Practice makes perfect, but a question that still remains a mystery is why it is so difficult to transfer learning from a trained to an untrained task? Why are we no better at remembering faces when we have been training our memory for words? Scientists at Umea University and Karolinska Institutet in Sweden now show in the journal Science that the answer lies in the brain areas activated by each task.
The scientists studied the brain activity of healthy subjects as they performed a task that was part of a training program and two untrained tasks. Their performance on the trained task and one of the untrained tasks improved. What these two tasks had in common was the activation of the striatum, a cluster of neuronal nuclei in midbrain.
The study involved a group of older (over 65 years) and younger (20-30 years old) subjects, who were asked to participate in a training program to update information in working memory. After five weeks, both groups showed clear improvement on the trained tasks. The transfer effect was limited, but in the younger group transfer was observed to another test involving memory updating.

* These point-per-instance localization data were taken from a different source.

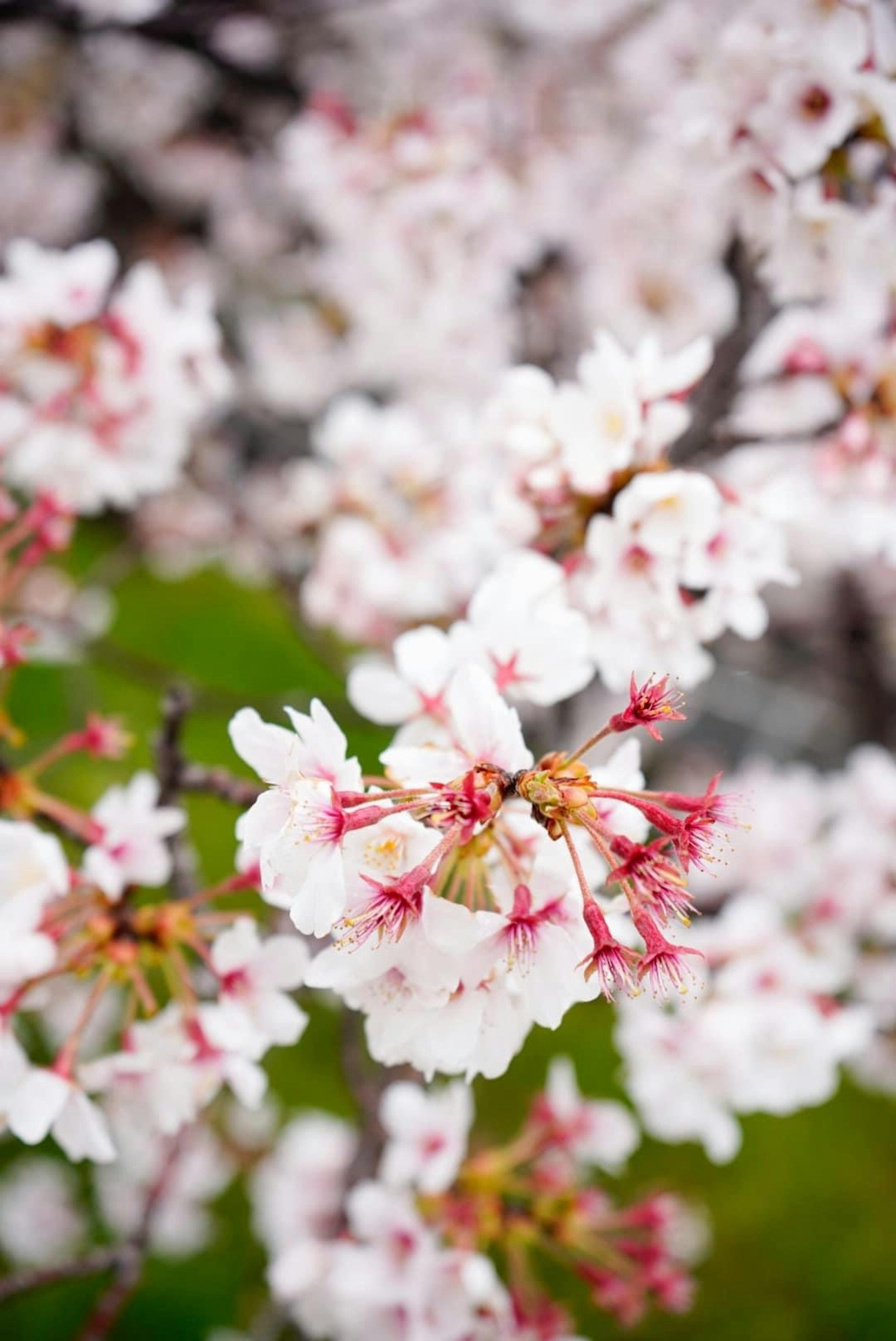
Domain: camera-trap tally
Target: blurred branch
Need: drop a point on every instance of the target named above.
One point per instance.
(132, 1258)
(871, 692)
(188, 26)
(22, 1283)
(367, 1088)
(714, 397)
(170, 770)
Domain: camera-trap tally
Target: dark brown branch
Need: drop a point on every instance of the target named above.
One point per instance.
(186, 26)
(170, 770)
(872, 692)
(132, 1258)
(367, 1088)
(219, 782)
(22, 1283)
(129, 1271)
(714, 397)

To examine the neural systems involved, the scientists studied their subjects' brains using functional magnetic resonance imaging before and after training. During scanning, they performed a verbal updating task from the training program, a non-trained numerical task, which also required updating, and a non-trained task that did not require this skill. All tasks activated areas in the frontal cortex before training. In the younger group, the striatum was also activated during the updating tasks. After training, the striatum was activated during the trained task in both groups, and during the non-trained updating task in the younger group.